Perhaps the optimistic rawness of a talented new artist, combined with the superiority of newly applied technology, makes this CD the jazz/vocals pinnacle, so far, of what CDs can be. For this disc of hers does not sound like a typical recording at all.

She is accompanied on most of her CDs by her two stout fellows, tried and true; Russel Malone on guitar and Christian McBride on bass. But on Stepping Out 2000, when bassist John Clayton draws a bow across the strings, the sound is thick and slow like clover honey dripping into hot tea. It is rich and sweet at the same time - just too much of a good thing. When I listen, my soul hums with a peace and quiet of a country stream in sunshine and a smile rises up from somewhere deep within. Whatever it is like outside, it is a sunny day inside.

When I play her Stepping Out 2000, I am close to audio perfection. This disc, more than any other, has taken me there. I am near the mountain top. I am able to suspend disbelief. If only for a moment, for those delicious seconds, with this stereo, in this dark room, I am able to believe that she and her band are there. Not in the room, but somehow just beyond my front wall. The cymbals shimmer. Her voice sounds the way I heard it last spring. The bass is full and natural. The drums have whack and snap.

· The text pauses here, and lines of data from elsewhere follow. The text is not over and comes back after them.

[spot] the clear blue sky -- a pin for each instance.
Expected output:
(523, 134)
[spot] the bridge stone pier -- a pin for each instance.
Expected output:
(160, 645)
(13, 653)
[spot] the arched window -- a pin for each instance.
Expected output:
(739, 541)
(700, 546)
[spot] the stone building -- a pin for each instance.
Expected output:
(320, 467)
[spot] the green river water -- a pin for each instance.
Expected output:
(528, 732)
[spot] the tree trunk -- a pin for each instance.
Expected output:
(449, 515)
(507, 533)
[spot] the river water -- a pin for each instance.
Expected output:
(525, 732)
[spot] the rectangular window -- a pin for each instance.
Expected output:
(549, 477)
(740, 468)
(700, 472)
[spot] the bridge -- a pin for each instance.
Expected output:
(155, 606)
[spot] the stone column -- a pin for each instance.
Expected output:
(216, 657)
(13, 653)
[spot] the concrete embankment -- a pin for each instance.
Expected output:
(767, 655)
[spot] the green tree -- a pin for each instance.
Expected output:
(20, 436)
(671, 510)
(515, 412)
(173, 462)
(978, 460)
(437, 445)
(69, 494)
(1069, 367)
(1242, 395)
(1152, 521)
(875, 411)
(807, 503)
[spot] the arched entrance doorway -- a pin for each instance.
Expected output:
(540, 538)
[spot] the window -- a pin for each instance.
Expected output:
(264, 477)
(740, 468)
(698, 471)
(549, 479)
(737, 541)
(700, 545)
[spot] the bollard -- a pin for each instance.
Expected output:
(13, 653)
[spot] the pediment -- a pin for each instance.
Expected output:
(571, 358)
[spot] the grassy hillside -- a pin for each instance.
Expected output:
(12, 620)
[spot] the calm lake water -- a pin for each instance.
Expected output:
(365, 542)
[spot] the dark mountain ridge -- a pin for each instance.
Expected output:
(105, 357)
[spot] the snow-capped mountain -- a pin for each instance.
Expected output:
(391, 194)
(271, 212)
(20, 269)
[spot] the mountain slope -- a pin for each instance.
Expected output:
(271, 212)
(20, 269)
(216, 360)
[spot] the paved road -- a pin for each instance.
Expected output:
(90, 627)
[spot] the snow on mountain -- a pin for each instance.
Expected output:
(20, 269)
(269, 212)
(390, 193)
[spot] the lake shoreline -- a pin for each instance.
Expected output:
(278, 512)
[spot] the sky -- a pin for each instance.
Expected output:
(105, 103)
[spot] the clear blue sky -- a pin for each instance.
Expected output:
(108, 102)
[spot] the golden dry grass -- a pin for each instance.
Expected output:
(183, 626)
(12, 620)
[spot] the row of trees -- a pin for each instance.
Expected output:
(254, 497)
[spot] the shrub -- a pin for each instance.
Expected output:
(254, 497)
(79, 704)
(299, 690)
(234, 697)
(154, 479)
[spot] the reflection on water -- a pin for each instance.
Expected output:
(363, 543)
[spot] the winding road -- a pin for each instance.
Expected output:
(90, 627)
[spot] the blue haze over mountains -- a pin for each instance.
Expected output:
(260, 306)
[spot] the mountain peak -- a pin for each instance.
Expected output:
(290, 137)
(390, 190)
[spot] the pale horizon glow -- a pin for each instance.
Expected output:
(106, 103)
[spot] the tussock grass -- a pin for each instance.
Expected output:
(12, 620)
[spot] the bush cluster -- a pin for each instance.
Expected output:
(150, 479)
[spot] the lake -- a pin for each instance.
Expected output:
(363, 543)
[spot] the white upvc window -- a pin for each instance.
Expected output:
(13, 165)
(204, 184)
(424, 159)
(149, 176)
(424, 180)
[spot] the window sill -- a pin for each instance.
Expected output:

In fact, at night with the lights down low, after the amplifier tubes are warm, the dial tipped slightly higher than normal, I sit in the sweet spot and swoon to her masterful crooning and deliberate plinking. I am entertained in no small way. It is something so right that I smile with amusement. I do not know if I am truly a jazz fan. But I do know that I can not get enough of the soft brushing of the cymbals, the strident, deep vibrations of the forcefully plucked bass notes, or the fast snaps of the snare.

More than once, road weary from the driving of life, I have slipped into the nether world reverie which tweaking audiophiles seek as the nirvana for their systems and their souls. I could swear this disc has lulled me into that half-sleep where my brain waves sink to an Alpha state, my mind refreshes itself and my closed eyes move in tiny motions.

More than once, I woke sharply from that somatic bliss, startled by some one speaking. Only to realize that the voice I hear in the dark, as real as can be, is only Diana and the beginning of a new track. Either the road of life is getting longer, or the combination of that clean recording, along with her precise and articulate phrasing of vocals and instrumentation, makes for a deliciously realistic reproduction of the "real" thing.

Perhaps the highest compliment that any one can give any artist is that no one is better than they are. When it comes to diving deep on quiet, dark nights and coming up with audiophile pearls of ethereal pleasure, no one else is better than lovely Diana. The spaces in her music fill my soul.